Fuzzing is done on `Linux` only, so extra danger if using dynamic keys on other Oses, although it's not safe
on `Linux` just because it's fuzzed.
### Async
Mixing this library with async code becomes problematic for two reasons, these will
in the end boil down to application performance hits, but again, performance is not considered
a priority, so it shouldn't matter, but they're presented below.
#### Sync disk io
All disk operations are done sync, since regular `tokio::fs` on `Linux`
discounting `tokio-uring`, still dispatches synchronous read syscalls, this isn't that
much of an issue overall. Where disk the disk-io sync API becomes an issue is
if it hogs a lot of time. [Alyce Ryhl wrote a great post about why that's problematic a while back](https://ryhl.io/blog/async-what-is-blocking/).

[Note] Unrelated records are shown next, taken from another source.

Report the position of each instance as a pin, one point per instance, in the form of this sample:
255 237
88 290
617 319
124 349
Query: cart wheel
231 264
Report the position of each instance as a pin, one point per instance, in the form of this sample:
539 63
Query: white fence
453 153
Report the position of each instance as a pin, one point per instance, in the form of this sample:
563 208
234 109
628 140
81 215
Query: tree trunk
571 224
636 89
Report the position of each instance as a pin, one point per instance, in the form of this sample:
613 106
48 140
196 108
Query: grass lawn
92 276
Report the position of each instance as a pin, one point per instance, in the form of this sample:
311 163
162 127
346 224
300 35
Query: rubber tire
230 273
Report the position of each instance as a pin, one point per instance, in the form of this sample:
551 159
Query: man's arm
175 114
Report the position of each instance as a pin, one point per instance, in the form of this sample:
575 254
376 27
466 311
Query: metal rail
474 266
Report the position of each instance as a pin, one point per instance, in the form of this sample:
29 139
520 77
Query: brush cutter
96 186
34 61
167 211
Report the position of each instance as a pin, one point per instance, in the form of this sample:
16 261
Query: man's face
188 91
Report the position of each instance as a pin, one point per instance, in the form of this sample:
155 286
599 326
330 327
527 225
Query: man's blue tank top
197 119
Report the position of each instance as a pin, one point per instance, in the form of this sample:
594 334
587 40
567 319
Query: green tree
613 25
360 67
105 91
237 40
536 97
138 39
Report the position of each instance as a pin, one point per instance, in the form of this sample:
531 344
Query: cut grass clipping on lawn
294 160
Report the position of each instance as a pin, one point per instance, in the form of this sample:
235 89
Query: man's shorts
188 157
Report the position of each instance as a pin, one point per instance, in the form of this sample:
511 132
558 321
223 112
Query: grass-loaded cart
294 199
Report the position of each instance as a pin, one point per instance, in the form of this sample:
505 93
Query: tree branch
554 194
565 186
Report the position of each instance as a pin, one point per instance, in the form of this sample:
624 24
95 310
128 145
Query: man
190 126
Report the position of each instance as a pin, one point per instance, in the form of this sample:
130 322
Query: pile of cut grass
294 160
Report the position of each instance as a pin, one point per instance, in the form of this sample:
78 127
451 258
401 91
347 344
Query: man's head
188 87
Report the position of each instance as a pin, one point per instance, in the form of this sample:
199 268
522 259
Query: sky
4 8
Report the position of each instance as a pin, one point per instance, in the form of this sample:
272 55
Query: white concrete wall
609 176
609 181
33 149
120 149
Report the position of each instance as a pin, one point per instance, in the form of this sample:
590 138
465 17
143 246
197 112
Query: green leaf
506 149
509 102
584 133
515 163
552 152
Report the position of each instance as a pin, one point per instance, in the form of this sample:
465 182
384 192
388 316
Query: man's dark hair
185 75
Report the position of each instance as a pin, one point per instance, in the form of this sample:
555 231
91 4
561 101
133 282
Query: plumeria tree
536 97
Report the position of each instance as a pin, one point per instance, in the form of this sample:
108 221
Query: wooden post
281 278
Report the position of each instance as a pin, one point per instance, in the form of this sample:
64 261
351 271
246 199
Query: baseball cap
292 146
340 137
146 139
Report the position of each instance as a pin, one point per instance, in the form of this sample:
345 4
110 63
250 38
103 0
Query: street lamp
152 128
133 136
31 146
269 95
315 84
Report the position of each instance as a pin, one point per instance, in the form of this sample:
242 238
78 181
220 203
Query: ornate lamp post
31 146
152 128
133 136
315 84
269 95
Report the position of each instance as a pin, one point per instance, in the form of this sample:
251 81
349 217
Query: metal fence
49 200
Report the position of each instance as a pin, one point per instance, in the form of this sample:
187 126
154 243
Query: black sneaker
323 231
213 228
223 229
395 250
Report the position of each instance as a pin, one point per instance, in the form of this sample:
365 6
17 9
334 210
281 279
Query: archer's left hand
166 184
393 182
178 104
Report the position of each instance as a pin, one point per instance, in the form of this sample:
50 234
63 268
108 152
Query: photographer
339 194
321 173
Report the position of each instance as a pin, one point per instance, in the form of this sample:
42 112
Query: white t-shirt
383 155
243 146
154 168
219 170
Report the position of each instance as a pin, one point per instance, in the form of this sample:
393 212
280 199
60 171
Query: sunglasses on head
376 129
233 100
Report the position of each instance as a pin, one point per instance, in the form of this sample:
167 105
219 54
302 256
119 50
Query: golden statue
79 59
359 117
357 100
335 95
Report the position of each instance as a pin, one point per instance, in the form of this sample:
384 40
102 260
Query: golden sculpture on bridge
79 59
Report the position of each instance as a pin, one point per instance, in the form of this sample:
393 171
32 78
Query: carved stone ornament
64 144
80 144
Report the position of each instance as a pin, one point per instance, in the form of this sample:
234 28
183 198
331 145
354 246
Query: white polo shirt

#### Get or insert takes an `FnOnce`, not a `Future`
Consider this very applicable case for the library, using reqwest:
```Rust
let key_base = format!("root-to-offset-{offset}");
let key = Path::new(&key_base);
let data = cache.get_or_insert(key, async move {
let url = format!("{ROOT_URL}&page[offset]={offset}");
let req = self.inner.get(url).build().unwrap();
let resp = self.inner.execute(req).await;
let body = resp.bytes().await.unwrap();
Ok::<_, Infallible>(body.to_vec())
}).await.unwrap();
```
That's more or less an excerpt of some code I would have liked to write using this library.
`reqwest` has an async API, I'd like to use it like that.
Instead, I have to do this:
```Rust
let key_base = format!("root-to-offset-{offset}");
let key = Path::new(&key_base);
let data = cache.get_or_insert(key, || {
let url = format!("{ROOT_URL}&page[offset]={offset}");
let req = self.inner.get(url).build().unwrap();
let resp = self.inner.execute(req);
let resp = futures::executor::block_on(resp).unwrap();
let body = futures::executor::block_on(resp.bytes()).unwrap();
Ok::<_, Infallible>(body.to_vec())
}).unwrap();
```
I'm forced to use [futures](https://crates.io/crates/futures) to block on the future
on the thread currently doing the insert.
The benefits of having an async api on `reqwest` are completely nullified, and
my thread is now holding up the `executor`, causing the same problem as above, possibly to a worse extent.
It's possible to add an `async` version of `get_or_insert` easily,
but this problem is more theoretical, since performance isn't considered I haven't bothered doing that.
Furthermore, I think it would look strange if this specific part of the code consideres `async`,
while the rest uses sync disk-io.
One can fall back to using the plain `get`, and if that returns `None` run the async code that generates the
data, and `insert` after,
`get_or_insert` is just a convenience method anyway.
## License
The project is licensed under [MPL-2.0](LICENSE).